Using Domain Knowledge in Classifying Industrial Data from the Oil and Gas Sector
Abstract
Finding good features for performing supervised learning on high dimensional industrial datasets can be challenging, as the feature set typically consists of hundreds to thousands of features. Specific features might follow protocols or custom coding standards that unless decoded, are unusable by machine learning algorithms. This is often the case in industrial environments, where you need domain knowledge to interpret the semantics of the data. The objective of this research is to enable classification of industrial work orders into a predefined set of failure mode codes. Analyzing the effect of incorporating domain knowledge in the preprocessing phase of the supervised learning process is the main focus of the study. A thorough analysis is conducted to assess multiple supervised learning algorithms, to find fitting evaluation metrics, as well as to appraise the effect of extracting features from both structured and unstructured fields. Our experiments show that incorporating domain knowledge in the preprocessing phase improves the performance of the classifiers substantially.
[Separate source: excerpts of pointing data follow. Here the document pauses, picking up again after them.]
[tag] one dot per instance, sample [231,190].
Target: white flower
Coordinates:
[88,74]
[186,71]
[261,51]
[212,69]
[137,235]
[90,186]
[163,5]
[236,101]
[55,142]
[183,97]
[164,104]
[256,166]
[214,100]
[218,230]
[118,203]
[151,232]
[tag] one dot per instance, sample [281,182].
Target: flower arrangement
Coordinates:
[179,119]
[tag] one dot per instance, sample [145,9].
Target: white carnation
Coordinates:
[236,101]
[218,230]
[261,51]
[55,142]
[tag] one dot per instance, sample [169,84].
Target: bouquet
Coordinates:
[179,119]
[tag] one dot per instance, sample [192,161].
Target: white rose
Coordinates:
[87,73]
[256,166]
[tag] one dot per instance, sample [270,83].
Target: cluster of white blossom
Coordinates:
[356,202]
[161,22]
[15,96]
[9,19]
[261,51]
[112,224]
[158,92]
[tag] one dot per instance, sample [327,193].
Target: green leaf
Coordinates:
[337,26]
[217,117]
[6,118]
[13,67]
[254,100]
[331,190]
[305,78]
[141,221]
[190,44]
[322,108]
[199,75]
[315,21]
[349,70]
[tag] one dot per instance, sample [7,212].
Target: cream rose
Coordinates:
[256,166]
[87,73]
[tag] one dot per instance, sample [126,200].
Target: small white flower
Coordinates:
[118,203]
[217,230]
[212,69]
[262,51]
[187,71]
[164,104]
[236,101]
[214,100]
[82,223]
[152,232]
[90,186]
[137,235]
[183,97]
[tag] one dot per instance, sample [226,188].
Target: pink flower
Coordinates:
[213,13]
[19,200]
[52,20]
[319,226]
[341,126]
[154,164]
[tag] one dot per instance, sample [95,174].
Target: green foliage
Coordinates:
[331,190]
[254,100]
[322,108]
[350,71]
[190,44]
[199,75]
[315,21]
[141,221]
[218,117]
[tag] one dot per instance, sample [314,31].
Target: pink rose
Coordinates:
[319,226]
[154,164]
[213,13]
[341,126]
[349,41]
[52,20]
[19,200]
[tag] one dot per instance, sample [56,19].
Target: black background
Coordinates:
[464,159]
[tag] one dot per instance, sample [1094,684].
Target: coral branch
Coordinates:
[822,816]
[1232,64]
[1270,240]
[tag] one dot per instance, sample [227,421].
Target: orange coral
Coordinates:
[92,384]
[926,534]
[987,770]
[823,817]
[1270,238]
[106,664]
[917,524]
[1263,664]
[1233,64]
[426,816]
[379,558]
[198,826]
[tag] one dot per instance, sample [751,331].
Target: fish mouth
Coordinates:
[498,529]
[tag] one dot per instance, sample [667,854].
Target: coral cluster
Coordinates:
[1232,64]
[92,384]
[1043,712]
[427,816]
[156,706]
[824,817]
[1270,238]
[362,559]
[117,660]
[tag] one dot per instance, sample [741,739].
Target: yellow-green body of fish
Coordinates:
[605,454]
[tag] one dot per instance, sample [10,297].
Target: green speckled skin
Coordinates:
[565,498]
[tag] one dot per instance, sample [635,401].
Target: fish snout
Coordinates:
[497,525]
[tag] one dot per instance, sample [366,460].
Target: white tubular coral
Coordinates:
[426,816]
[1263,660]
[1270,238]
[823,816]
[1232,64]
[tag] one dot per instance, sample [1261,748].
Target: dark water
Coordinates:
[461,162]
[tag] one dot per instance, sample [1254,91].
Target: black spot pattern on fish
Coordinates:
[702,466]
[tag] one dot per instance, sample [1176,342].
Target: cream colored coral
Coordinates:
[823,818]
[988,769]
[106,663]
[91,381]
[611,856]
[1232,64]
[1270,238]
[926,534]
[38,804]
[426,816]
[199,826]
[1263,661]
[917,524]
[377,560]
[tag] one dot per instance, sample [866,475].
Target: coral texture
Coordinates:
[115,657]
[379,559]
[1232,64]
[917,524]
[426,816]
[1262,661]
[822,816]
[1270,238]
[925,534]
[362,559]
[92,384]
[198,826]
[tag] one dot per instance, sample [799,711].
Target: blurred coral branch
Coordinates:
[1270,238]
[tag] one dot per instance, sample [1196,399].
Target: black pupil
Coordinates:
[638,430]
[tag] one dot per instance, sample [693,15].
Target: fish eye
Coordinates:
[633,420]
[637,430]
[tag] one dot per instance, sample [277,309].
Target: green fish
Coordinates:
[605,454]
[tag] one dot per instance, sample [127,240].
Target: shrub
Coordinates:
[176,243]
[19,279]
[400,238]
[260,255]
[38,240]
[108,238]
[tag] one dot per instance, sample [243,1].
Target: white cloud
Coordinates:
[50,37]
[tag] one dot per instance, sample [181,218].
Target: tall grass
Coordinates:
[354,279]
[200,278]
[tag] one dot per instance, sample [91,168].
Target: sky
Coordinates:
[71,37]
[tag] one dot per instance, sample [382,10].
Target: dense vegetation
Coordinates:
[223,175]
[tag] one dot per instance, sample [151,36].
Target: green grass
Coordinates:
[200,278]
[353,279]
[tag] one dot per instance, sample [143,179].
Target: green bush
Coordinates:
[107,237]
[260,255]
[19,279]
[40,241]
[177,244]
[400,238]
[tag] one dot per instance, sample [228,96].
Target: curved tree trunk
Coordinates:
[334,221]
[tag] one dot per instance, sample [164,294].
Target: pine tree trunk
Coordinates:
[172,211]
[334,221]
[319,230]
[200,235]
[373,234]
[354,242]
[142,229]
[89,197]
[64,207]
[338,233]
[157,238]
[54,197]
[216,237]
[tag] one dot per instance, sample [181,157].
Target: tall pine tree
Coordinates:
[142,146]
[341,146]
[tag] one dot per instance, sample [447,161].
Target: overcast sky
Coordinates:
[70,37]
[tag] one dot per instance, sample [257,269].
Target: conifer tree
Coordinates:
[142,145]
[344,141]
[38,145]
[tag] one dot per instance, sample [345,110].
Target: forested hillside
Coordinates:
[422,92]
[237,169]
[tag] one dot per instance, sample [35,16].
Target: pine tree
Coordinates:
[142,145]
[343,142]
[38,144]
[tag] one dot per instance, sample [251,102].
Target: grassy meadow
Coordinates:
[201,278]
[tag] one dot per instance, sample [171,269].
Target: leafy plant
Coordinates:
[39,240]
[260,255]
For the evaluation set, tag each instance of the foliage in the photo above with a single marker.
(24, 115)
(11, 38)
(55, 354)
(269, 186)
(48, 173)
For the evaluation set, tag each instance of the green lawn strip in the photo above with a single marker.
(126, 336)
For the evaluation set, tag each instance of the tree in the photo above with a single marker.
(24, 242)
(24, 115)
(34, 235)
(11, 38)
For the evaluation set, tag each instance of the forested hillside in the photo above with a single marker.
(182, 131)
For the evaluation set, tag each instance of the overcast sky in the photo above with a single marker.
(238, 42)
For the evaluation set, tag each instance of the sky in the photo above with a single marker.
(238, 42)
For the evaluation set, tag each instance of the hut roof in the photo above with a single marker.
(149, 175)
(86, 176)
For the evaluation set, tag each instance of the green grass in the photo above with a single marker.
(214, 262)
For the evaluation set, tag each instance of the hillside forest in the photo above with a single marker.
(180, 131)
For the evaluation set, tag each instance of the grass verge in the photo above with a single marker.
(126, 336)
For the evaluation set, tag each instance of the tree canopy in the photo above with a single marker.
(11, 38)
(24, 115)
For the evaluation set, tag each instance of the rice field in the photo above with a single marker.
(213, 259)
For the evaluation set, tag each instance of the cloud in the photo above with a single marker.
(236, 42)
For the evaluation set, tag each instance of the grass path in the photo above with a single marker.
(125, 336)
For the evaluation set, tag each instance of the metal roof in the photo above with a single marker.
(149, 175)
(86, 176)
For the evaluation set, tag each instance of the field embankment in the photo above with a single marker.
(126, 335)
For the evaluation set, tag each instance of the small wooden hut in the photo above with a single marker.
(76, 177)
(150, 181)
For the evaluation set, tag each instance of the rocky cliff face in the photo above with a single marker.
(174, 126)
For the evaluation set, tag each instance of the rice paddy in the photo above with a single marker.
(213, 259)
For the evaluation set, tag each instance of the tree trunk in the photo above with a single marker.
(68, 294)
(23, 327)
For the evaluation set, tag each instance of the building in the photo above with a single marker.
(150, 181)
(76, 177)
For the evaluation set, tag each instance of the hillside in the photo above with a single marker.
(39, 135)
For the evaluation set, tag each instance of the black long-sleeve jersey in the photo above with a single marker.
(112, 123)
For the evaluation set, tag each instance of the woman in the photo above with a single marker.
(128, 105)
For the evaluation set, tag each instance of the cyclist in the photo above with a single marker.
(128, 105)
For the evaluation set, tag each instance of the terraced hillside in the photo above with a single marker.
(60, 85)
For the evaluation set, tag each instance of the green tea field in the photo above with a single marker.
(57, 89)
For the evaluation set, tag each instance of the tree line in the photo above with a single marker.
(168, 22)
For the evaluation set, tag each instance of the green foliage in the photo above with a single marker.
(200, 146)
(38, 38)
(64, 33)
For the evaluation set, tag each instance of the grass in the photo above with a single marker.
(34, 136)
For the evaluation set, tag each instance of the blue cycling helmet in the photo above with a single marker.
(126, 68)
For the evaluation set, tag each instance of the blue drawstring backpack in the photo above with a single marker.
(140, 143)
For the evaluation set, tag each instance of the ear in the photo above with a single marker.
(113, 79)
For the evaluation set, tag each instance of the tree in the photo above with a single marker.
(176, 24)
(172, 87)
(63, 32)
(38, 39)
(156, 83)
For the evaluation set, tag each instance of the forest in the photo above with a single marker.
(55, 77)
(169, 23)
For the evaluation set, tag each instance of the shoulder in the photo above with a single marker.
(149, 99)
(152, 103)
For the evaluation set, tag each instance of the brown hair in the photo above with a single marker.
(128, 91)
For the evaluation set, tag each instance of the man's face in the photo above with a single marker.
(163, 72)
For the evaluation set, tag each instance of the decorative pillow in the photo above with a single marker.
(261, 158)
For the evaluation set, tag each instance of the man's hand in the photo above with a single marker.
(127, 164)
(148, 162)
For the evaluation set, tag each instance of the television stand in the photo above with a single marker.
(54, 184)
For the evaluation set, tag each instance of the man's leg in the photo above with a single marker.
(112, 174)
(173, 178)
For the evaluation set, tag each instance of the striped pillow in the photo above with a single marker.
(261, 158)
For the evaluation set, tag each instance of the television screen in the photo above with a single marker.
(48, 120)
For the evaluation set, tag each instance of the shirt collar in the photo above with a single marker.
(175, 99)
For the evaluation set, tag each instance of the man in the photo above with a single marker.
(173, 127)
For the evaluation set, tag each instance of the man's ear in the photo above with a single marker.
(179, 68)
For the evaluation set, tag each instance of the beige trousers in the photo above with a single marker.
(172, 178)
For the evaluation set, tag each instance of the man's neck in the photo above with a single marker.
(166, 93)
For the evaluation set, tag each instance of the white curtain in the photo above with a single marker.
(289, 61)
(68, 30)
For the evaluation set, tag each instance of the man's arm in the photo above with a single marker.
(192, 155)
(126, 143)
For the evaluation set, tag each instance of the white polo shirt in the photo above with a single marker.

By utilizing domain knowledge we were able to increase the performance of the classifiers with approximately 0.07 measured by Cohen's Kappa, an average relative improvement of 25.2%. An assessment of the feature importance in one of the final classifiers, showed that the sum of the importance of features extracted using domain knowledge was 38.97%. This implies that applying domain knowledge during feature extraction is crucial in order to avoid erroneous pruning of important encoded features, and to be able to extract more information from the dataset. The best classifier is currently not accurate enough to automatically label work orders with a failure mode code, but it is accurate enough to suggest failure mode codes when an operator submits new work orders.